In truth it is a lovely surrounding country. And have you not from childhood, if you read "Macbeth" as early as did Justice Charles E. Hughes, thought Birnam and Dunsinane the loveliest names in the world? Six miles up the Tay through bonny country, stands Dunsinnan Hill; not so lovely as our Dunsinane; once it was Dunscenanyse! But Shakespeare always gave words their magic retouching. And once there stood here the castle of Dunsinane where a certain Lady walked in her sleep, and then slept. And below, you see Birnam wood—

"Till great Birnam wood
Do come to Dunsinane."

To see that wood wave in the wind is fairly eerie!

Dunkeld is less of a city, more of a memory, exquisite in its beauty, lodged in a close fold of the Highlands. And you reach it through the station, cis-Tay, called Birnam!

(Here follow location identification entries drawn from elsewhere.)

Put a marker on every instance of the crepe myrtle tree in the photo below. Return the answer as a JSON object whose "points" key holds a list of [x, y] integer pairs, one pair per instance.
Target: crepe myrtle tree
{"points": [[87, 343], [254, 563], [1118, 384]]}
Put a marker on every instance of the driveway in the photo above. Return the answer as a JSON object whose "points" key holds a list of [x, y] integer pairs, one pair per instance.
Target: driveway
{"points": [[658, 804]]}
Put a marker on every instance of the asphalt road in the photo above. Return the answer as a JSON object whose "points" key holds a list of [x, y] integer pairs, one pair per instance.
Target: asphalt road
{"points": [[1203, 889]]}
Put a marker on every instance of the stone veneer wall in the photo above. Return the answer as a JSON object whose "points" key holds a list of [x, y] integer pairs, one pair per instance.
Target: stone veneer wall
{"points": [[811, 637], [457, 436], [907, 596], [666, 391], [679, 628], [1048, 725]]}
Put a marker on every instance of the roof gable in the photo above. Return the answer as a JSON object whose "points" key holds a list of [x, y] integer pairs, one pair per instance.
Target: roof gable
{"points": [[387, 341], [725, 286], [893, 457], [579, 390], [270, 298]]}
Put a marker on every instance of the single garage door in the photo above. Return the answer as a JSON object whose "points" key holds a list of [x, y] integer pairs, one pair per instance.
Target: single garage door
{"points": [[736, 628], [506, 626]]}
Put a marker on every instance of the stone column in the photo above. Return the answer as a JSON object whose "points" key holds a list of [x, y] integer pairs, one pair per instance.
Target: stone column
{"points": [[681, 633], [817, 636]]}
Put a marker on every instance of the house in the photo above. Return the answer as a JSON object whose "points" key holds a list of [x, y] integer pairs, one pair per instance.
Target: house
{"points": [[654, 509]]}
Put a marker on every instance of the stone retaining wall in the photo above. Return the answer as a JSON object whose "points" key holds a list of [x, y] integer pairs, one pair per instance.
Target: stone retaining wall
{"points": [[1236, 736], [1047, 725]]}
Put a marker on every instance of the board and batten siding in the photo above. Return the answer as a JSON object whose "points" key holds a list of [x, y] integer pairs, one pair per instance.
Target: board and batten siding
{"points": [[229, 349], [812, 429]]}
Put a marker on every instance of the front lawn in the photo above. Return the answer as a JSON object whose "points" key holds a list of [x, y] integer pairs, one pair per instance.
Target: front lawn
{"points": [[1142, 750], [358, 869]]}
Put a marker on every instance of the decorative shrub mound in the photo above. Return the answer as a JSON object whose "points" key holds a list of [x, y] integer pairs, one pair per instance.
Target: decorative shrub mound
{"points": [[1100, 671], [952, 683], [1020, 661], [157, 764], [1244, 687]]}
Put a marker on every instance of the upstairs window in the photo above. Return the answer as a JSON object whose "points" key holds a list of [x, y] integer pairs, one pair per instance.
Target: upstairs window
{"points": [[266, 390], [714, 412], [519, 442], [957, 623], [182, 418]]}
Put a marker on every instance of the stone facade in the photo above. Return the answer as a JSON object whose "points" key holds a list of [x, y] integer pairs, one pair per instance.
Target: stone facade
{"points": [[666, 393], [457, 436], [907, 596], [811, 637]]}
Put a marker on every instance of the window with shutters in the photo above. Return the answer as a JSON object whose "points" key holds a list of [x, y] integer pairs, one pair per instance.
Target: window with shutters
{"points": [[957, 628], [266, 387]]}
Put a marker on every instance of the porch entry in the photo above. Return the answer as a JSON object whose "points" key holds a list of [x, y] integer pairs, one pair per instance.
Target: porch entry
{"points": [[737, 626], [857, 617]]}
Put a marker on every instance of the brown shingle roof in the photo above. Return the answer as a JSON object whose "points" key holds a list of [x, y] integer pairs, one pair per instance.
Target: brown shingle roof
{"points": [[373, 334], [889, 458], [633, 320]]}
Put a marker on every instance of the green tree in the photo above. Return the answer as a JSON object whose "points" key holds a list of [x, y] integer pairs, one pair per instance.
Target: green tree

It is a quiet peaceful place, more like a now quiet Border town. Hither to this cathedral, the precious remains of Saint Columba were brought by the MacAlpine. So I suppose they still rest here, that wandering dust, that missionary zeal. Also, inharmony, here rest (?) the remains of the Wolf of Badenoch, wicked son of Robert II, and—I am certain the pun has been ventured before—bad enough. Gavin Douglass of the Vergilian measure was bishop here, and Mrs. Oliphant has written stories round about.

"Cam ye by Athole, lad wi' the philabeg?"

We are getting into the Highlands, we are at them, from now on nothing but philabegs, pibrochs, pipes, tartans and heather, nothing but the distilled essence of heather—heather ale? the secret was lost when the Picts were conquered.